The cost of averaging is set to:, so we have

To ensure that it is sufficient to guarantee

For an example of a stack, the number of entries in the stack is represented. In fact, we can simply talk about deposits as potential energy. Here the state SI represents the state of the stack after the first operation. For any of the I, there is.

Therefore, the state of the stack S is:

Then the line chart of the potential energy function is represented as:

We define as follows:

Therefore, starting with an empty stack, the N1 of Push,n2 pop and N3 multipop operations takes the most

, here n = n1 + n2 + n3.

In the binary counter, the potential energy function is set in the counter:

At this point, the line chart of the potential function is represented as:

In the counter will be set as the potential energy function, in step I, the number of flips CI is:

Therefore, we have

In other words, from 00 ... Starting at 0, a sequence of n increment operations takes up to 2n of time.

Here's a practical question to consider:

Suppose we are now being asked to develop a C + + compiler. A vector is a C + + class template that stores a series of objects. It supports the operation of:

A. push_back: Adding a new object to the end

B. Pop-back: POPs the last object

Note that vectors use a contiguous area of memory to store objects. So how do we design an effective memory allocation strategy for vectors?

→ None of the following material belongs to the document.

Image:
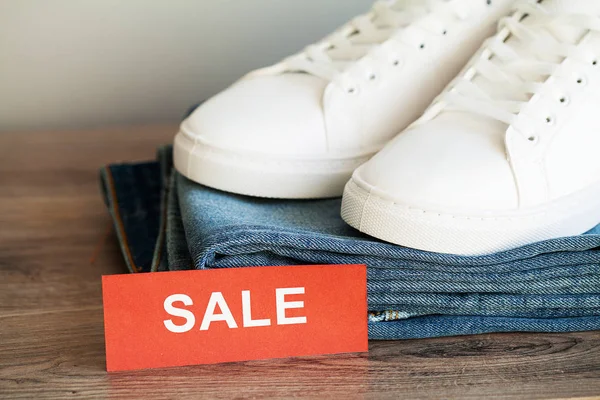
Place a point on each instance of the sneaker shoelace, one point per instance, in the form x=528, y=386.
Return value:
x=510, y=72
x=354, y=40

This leads to the problem of dynamic tables.

In many applications, we are not able to know in advance how many objects to store in a table. Therefore, we have to allocate a certain amount of space to a table, but the final discovery is not enough. Here are two concepts:

Dynamic expansion: When a new item is inserted into a full table, the table must be re-formed into a larger table, and the objects in the original table must be copied to the new table.

Dynamic shrinkage: Similarly, if you delete many objects from a table, the table can be reassigned to a new table with smaller size.

We will give a memory allocation policy so that the cost of insertion and deletion is O (1). Even if an operation triggers an expansion or contraction, its actual cost is large.

Examples of dynamic table extensions:

Consider a sequence of operations starting from an empty stack:

Overflow extending the table after the operation:

Rough analysis, consider such an operation sequence, if we define costs based on basic insert and delete operations, then the actual cost of the first I operation CI is

The CI here = i is when the table is full, because at this point we need to insert it once and copy the I-1 entry into the new table.

If n operations are executed, then the worst-case cost for an operation would be O (n). In this case, the total run time for the total n operations is O (n^2), and not as compact as we need.

For the above scenario, if we use cluster analysis:

The first observation is that the table extension is very small, because the table extension does not occur frequently in n operations, so the boundaries of O (n^2) are not compact.

In particular, the table extension occurs in the first I operation, where i-1 happens to be a power of 2.

Therefore, we can decompose the CI into:

The total cost of such n operations is:

Therefore, the cost of averaging for each operation is 3, in other words, the average cost per Tableinsert operation is O (n)/n=o (1)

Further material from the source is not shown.